A maioria das mulheres grávidas em Mossul não recebe cuidados antes do parto, mesmo as que pagaram por uma ecografia em uma clínica privada. “Quase nenhuma das mulheres que assistimos teve atendimento pré-natal adequado; portanto, não temos ideia de como a gravidez está progredindo quando chegam à nossa porta”, diz Emily Wambugu, uma obstetriz de MSF com mais de 20 anos de experiência em todo o mundo. “Elas costumam ser persuadidas a pagar por ultrassons caros em clínicas privadas, mas, sem cuidados pré-natais reais – nem mesmo vacinas ou vitaminas – parece que essas clínicas de ultrassom estão tirando proveito dessas mulheres vulneráveis e fazendo pouco mais que lhes dizendo o gênero de seu bebê ainda não nascido.”

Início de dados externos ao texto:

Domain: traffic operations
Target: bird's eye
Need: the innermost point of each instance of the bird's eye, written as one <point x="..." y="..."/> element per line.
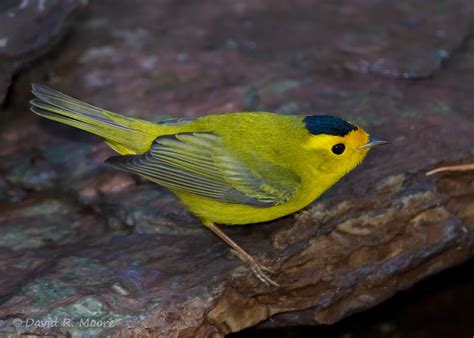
<point x="338" y="149"/>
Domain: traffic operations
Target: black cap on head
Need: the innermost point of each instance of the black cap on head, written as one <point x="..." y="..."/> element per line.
<point x="326" y="124"/>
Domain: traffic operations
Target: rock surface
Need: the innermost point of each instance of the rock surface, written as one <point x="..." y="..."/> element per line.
<point x="106" y="253"/>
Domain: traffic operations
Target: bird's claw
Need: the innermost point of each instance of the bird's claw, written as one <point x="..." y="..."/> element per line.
<point x="258" y="270"/>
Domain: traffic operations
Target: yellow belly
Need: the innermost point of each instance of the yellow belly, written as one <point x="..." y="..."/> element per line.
<point x="225" y="213"/>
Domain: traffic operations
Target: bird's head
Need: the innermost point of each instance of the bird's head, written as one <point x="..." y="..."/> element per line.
<point x="339" y="145"/>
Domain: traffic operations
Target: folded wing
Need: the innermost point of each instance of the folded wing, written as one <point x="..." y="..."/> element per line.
<point x="199" y="163"/>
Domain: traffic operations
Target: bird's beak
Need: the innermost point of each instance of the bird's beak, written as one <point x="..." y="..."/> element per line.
<point x="374" y="141"/>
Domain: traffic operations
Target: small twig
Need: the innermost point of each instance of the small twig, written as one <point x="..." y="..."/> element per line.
<point x="460" y="167"/>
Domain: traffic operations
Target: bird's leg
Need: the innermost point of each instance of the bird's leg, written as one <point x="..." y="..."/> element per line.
<point x="257" y="269"/>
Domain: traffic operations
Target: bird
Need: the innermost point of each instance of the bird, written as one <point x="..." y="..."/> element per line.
<point x="232" y="168"/>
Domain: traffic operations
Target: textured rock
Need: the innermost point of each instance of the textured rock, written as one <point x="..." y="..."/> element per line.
<point x="80" y="241"/>
<point x="28" y="28"/>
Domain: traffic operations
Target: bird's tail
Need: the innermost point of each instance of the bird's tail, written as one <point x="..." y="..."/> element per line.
<point x="123" y="134"/>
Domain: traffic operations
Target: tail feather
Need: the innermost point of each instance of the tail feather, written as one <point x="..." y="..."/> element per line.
<point x="123" y="134"/>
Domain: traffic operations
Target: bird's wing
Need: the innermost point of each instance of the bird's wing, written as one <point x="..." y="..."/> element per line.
<point x="199" y="163"/>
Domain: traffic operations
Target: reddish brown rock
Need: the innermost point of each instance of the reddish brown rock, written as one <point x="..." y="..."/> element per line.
<point x="81" y="241"/>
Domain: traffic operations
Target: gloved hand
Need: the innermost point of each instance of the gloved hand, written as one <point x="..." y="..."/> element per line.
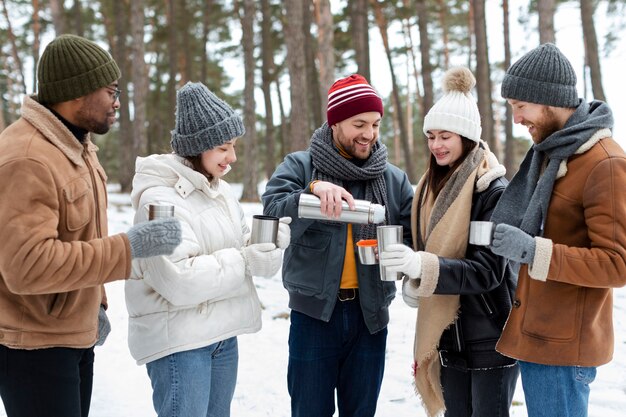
<point x="401" y="258"/>
<point x="155" y="237"/>
<point x="104" y="326"/>
<point x="284" y="233"/>
<point x="409" y="291"/>
<point x="513" y="243"/>
<point x="262" y="259"/>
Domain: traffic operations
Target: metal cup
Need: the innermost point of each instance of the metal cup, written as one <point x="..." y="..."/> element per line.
<point x="388" y="235"/>
<point x="160" y="211"/>
<point x="365" y="249"/>
<point x="264" y="229"/>
<point x="481" y="233"/>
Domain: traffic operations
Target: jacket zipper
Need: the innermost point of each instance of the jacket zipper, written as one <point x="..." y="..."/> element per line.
<point x="95" y="190"/>
<point x="489" y="310"/>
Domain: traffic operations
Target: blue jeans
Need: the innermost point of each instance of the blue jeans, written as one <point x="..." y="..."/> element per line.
<point x="195" y="383"/>
<point x="339" y="355"/>
<point x="478" y="393"/>
<point x="556" y="390"/>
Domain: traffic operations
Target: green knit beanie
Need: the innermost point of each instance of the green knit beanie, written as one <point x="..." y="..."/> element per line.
<point x="72" y="67"/>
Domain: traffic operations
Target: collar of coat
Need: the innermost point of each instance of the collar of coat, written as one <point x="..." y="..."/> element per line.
<point x="55" y="131"/>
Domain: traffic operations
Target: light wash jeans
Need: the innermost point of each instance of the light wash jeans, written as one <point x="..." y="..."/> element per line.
<point x="195" y="383"/>
<point x="556" y="391"/>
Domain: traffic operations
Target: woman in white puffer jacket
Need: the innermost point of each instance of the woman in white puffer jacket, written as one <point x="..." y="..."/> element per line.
<point x="186" y="309"/>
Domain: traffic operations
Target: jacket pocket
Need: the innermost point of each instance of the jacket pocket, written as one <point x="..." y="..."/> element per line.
<point x="306" y="262"/>
<point x="553" y="311"/>
<point x="78" y="204"/>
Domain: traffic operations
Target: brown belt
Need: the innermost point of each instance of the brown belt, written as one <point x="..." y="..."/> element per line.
<point x="348" y="294"/>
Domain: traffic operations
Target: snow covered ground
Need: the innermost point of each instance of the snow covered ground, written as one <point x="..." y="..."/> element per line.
<point x="121" y="388"/>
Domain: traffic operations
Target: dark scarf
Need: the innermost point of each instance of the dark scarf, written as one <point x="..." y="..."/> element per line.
<point x="525" y="201"/>
<point x="329" y="165"/>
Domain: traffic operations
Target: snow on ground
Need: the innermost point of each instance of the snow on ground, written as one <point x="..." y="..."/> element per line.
<point x="121" y="388"/>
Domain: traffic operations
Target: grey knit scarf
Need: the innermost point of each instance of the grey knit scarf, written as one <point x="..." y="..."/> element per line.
<point x="329" y="165"/>
<point x="525" y="201"/>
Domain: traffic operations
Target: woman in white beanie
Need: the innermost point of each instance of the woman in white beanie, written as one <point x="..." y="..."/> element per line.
<point x="464" y="291"/>
<point x="187" y="308"/>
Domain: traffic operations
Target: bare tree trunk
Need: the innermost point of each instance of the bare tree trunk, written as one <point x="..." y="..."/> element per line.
<point x="483" y="76"/>
<point x="172" y="41"/>
<point x="509" y="144"/>
<point x="427" y="69"/>
<point x="397" y="103"/>
<point x="360" y="36"/>
<point x="298" y="130"/>
<point x="206" y="23"/>
<point x="315" y="108"/>
<point x="591" y="49"/>
<point x="139" y="77"/>
<point x="443" y="11"/>
<point x="14" y="50"/>
<point x="546" y="10"/>
<point x="118" y="32"/>
<point x="284" y="124"/>
<point x="251" y="180"/>
<point x="58" y="16"/>
<point x="36" y="40"/>
<point x="325" y="49"/>
<point x="267" y="75"/>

Muitas mulheres que buscam serviços nas maternidades de MSF em Mossul são de famílias com dificuldades financeiras. Com o desemprego alto em toda a cidade, muitas famílias não podem pagar pelo que é essencial diariamente, como alimentação e moradia, e algumas gestantes estão claramente sofrendo de desnutrição.

Nas maternidades de MSF em Mossul, as mães mais jovens estão no início da adolescência, enquanto as mais velhas estão na casa dos 40 anos de idade, às vezes grávidas do décimo quarto ou décimo quinto bebê. As mulheres muito jovens, cujos corpos não estão prontos para o parto, bem como as mulheres mais velhas que tiveram mais de 10 bebês, correm um risco muito alto de complicações durante a gravidez, trabalho de parto e pós-parto.

“As mulheres precisam de um monitoramento rigoroso durante a gravidez para que complicações como diabetes gestacional, anemia e pré-eclâmpsia sejam detectadas e tratadas antes de se tornarem fatais”, diz Wambugu. “Elas também precisam de atenção especial após o parto para observar de perto a hemorragia pós-parto. Além de receber cuidados médicos, mulheres jovens e mais velhas precisam de informações adequadas sobre como espaçar seus partos e dar tempo a seus corpos e famílias para se recuperarem após receberem cada novo bebê. ”

Sanaa, 41 anos, casou-se muito jovem. “Eu tinha apenas 14 ou 15 anos e não sabia o que significava estar grávida”, diz ela. Sanaa tem um histórico de gestações difíceis, incluindo seis abortos espontâneos, dois nos estágios finais da gravidez, o que a deixou traumatizada. “Depois desenvolvi um complexo”, diz Sanaa. “Eu não queria mais ter filhos – não queria reviver essa dor novamente.”

Vinte e cinco anos após o nascimento do primeiro filho, ela acabou de dar à luz novamente por cesariana – mas decidiu que esse bebê seria o último e fez uma pequena cirurgia para amarrar as trompas de falópio e garantir que não voltaria a engravidar depois desse último filho. “Agora eu tenho cinco meninas e três meninos, graças a Deus. Mal posso esperar para voltar para casa com meu novo bebê.”

 

Sobre as maternidades de MSF no oeste de Mossul:

Para responder a alta necessidade não atendida, em 2017 MSF abriu uma unidade de maternidade especializada no Hospital Nablus, no oeste de Mossul, para fornecer assistência materna e neonatal gratuita, de alta qualidade e segura para mulheres e seus bebês em uma área da cidade onde a comunidade e o sistema de saúde continuam com dificuldades. Em julho deste ano, uma segunda equipe de MSF abriu uma instalação menor no Centro de Saúde Primária Al Rafadain, também no oeste de Mossul, fornecendo cuidados de rotina obstétricos e para recém-nascidos e oferecendo às mulheres locais outro local seguro para o parto, ainda mais perto de casa.

Combinadas, essas duas instalações contam com quase todas as equipes femininas de profissionais iraquianos qualificados e mentores internacionais que auxiliam o nascimento de quase 170 bebês por semana. As equipes também oferecem atendimento de alta qualidade a recém-nascidos doentes e prematuros, serviços de planejamento familiar e consultas ginecológicas. Embora esses serviços sejam bem recebidos pela comunidade, eles, juntamente com as outras maternidades mantidas pelo governo, não são suficientes para oferecer assistência de alta qualidade à população de Mossul, estimada em cerca de 1,8 milhão de pessoas.

Até 31 de agosto, as obstetrizes e ginecologistas de MSF em Mossul ajudaram 5.176 mulheres a dar à luz com segurança.